The press and PR manager for the disability charity Livability talks to Annette Rawstrone about helping to inspire the Paralympians of the future
- Have the Paralympics had an impact on your work?
There's been an increase in media interest in disability issues in general, such as accessible transport. It has helped to challenge stereotypes and raise awareness. We run a sports college and hope that our students will be the Paralympians of tomorrow.
- How have you capitalised on the event?
We are launching a national campaign this autumn that calls for greater inclusion of disabled people in society. Coming after the Paralympics, it is a good time to push the issue of inclusion. We're keen to see disabled people portrayed in positive ways in the media, instead of negative stories that concern issues such as benefits.
- Part of your role is to recruit celebrity supporters - who would be on your dream list?
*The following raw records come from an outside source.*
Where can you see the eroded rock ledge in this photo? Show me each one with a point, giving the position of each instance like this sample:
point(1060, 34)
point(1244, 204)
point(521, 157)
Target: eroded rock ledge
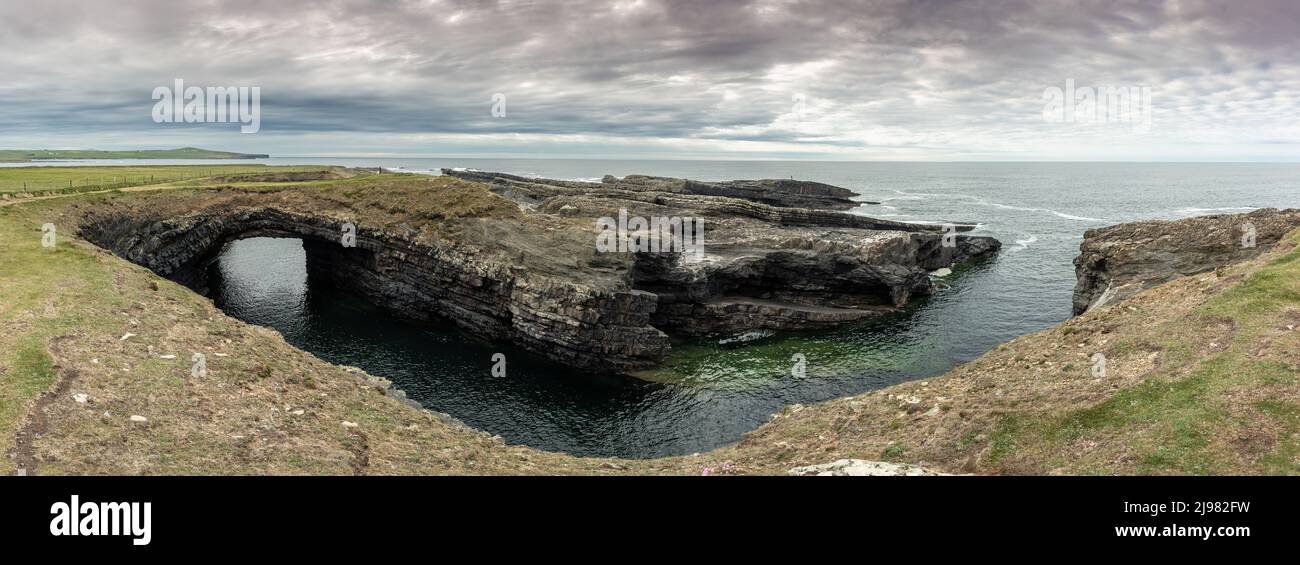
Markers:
point(515, 260)
point(1118, 261)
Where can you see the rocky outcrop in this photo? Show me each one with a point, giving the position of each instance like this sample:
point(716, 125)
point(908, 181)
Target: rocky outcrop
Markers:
point(859, 468)
point(778, 192)
point(532, 273)
point(1118, 261)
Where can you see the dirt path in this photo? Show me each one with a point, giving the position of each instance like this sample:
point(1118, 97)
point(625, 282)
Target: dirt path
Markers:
point(37, 421)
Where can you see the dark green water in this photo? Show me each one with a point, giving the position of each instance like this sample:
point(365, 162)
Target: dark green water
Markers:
point(710, 394)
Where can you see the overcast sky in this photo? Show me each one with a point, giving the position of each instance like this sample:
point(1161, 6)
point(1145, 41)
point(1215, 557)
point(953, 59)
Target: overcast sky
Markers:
point(675, 79)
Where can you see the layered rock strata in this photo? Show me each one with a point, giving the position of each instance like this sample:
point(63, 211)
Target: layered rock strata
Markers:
point(532, 273)
point(1118, 261)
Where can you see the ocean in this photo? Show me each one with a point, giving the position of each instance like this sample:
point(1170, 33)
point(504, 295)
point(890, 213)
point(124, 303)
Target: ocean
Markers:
point(709, 394)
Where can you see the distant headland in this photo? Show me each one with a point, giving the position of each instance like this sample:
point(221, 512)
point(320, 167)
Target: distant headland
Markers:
point(185, 152)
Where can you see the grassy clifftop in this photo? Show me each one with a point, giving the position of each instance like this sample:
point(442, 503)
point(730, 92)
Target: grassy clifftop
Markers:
point(185, 152)
point(1201, 377)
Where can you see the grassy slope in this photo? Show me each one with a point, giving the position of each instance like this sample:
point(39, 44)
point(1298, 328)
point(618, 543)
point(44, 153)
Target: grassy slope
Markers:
point(185, 152)
point(1201, 377)
point(59, 179)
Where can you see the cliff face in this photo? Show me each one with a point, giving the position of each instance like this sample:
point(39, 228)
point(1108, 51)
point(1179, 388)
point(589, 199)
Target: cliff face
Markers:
point(529, 270)
point(1118, 261)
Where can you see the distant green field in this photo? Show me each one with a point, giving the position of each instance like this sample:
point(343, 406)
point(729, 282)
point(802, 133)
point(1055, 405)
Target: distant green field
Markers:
point(44, 179)
point(185, 152)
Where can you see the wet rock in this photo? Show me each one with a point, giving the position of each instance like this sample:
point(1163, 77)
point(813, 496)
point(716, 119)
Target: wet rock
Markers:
point(859, 468)
point(531, 274)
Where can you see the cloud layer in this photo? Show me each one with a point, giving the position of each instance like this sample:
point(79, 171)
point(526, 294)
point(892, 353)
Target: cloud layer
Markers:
point(809, 79)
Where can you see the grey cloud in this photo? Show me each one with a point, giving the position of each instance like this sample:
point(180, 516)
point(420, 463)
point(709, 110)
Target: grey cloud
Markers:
point(960, 75)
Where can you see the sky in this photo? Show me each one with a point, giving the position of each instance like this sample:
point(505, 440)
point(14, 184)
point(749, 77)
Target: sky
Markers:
point(879, 81)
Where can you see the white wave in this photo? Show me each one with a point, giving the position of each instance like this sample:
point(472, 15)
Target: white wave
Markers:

The Paralympian swimmer Ellie Simmonds shows that a disability doesn't stop you from achieving great things. She's inspirational to other young people and their families, who often worry that having a disability is an obstacle in life that will stop them from fulfilling their potential. We work only with celebrities we feel have a real commitment to what we do.
- Which charity campaigns have impressed you recently?
The Disability Benefits Consortium, made up of more than 50 charities, has looked into the concerns of disabled people about changes to disability allowances. It produced a set of pledges that can be signed up to by private firms with contracts for reassessing disabled people. It is a simple initiative based on an issue that takes into account the needs of thousands of disabled people.
- What stories get the most coverage for you?
We get good take-up on stories that reflect the concerns of disabled people, such as reforming the Disability Living Allowance. Regional stories about fundraising activities also get interest from the local media, and the London Marathon generates a lot of coverage.